Using Github

By default Github will use SSH to clone repositories. It defaults to using git@github.com as a user with the default id_rsa key. To override this we can add the following to our git config:

  38   │ Host github
  39   │     User git
  40   │     Hostname github.com
  41   │     IdentityFile ~/.ssh/github
  42   │     IdentitiesOnly yes

This way, all clone/commit commands will be done with git clone github:user/repo rather than git clone git@github.com:user/repo

Git repositories

In git, repositories are made up of two things: a “work tree” where files meant to be version controlled live and a “git directory” where Git stores its own data. So if we are working on a specific project, the “work tree” will generally be the file structure where we do our work - the files we keep and what we generally interact with.

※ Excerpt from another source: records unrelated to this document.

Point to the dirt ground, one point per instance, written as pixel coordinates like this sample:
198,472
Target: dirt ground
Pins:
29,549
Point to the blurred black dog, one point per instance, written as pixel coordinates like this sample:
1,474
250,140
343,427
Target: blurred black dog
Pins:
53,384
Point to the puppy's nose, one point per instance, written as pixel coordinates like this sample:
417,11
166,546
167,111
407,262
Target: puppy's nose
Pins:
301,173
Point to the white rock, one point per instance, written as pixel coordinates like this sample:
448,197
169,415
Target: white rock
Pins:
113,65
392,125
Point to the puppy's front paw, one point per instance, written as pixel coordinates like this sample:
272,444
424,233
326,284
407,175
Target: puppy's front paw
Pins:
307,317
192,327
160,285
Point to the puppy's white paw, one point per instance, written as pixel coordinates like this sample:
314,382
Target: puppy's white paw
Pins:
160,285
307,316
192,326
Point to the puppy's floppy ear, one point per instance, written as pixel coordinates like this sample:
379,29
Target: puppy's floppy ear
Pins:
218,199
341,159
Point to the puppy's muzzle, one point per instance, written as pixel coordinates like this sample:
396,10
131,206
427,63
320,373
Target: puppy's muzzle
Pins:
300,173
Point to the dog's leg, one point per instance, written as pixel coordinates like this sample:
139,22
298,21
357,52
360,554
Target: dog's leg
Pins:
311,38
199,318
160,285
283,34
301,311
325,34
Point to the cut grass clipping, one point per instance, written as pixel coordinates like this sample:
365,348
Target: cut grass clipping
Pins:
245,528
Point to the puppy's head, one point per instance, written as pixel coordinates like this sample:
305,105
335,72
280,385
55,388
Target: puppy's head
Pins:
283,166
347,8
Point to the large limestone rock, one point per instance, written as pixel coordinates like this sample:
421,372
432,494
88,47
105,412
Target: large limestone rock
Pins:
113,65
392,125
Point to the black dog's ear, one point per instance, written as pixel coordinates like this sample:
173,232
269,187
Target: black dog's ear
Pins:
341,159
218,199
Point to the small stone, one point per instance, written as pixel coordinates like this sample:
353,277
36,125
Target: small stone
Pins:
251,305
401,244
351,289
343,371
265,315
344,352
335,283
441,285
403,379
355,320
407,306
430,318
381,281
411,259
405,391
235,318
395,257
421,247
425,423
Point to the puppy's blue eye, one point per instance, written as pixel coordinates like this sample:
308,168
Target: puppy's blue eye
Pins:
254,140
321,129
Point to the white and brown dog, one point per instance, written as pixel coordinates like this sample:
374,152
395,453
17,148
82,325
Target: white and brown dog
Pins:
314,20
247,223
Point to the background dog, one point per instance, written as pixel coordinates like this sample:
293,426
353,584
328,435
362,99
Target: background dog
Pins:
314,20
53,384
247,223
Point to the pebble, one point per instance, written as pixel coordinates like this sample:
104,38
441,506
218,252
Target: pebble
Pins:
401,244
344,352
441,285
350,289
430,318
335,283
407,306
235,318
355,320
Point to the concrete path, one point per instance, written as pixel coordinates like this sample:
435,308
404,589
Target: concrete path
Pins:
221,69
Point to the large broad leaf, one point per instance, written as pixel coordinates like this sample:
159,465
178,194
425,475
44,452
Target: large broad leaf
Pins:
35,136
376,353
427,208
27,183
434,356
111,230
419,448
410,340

On the other hand, the “git directory” is a child directory of the “work tree” and it’s the place where objects and tracking data is stored (after all, the files we work on themselves will probably not be equipped to handle version controls).

A git directory,then, contains the following:

# .git/            - the git directory itself
# .git/objects/    - the object store
# .git/refs/       - the reference store, which contains 'heads' and 'tags'
# .git/HEAD        - a reference to current HEAD
# .git/config      - the repo's config file
# .git/description - the repo's description file

In most git programs, running init will create a .git directory with all of the above.

The description file is only used by the GitWeb program to generate a description of the repository when browsing through a web interface. The config file contains project-specific configuration options.

The objects, refs, and HEAD are the core part of a git repository. ./objects/ stores all the content of the database, while ./refs./ stores pointers to commit objects in that data (things like branches, tags, etc.). Lastly, HEAD is a file that simply points to the current checked out branch.

There is another file called index that can be created to store staging area information.

What are Git objects?

There are four types of git objects: blobs, tags, trees, and commits.

At its core, Git is a “content-addressed filesystem”. This means that the name (or address) of any given objects is derived from the content of the file itself through a mathematical algorithm; this is unlike regular filesystems that can have arbitrary file names.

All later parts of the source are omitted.